Taboo-XX wrote...
Miranda wants a child. Not being able to have one would be devastating. As it would be to any woman who wanted one.
Yes?
There's an important idea here that I want to begin with.
Miranda is not an actual woman (with psychology and everything).She is a fictional construct. Fictional constructs do not *want* things. What they do is have meaning.
So, the infertility itself is neutral, really, it's what it means that is important. As we've already discussed, it could be used to mean all kinds of different things. Some very interesting, some stupid and insulting. Or anywhere in between.
As introduced in ME2, Miranda expresses no desire to have children, and she is not infertile. On the other hand, she expresses a whole variety of other interests and concerns.
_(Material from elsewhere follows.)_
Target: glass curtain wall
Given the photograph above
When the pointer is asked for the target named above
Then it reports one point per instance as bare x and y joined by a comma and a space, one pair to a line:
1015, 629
Introducing simultaneously the following ideas, namely that (1) Miranda wants to have children, (2) Miranda never really cared about anything else and (3) Miranda's genetic engineering renders her incapable of having children and thus fulfilling her only true desire, is of the stupid and insulting variety because it plays into all manner of misogynistic stereotypes, as well as being symptomatic of a reactionary mentality with regard to Miranda's origins (i.e. she should not reproduce because she is not *natural*).
Note that #1 is not stupid or insulting. Miranda wanting to have children is *not*, in itself, problematic
at all. It is the
*combination* that is stupid and insulting.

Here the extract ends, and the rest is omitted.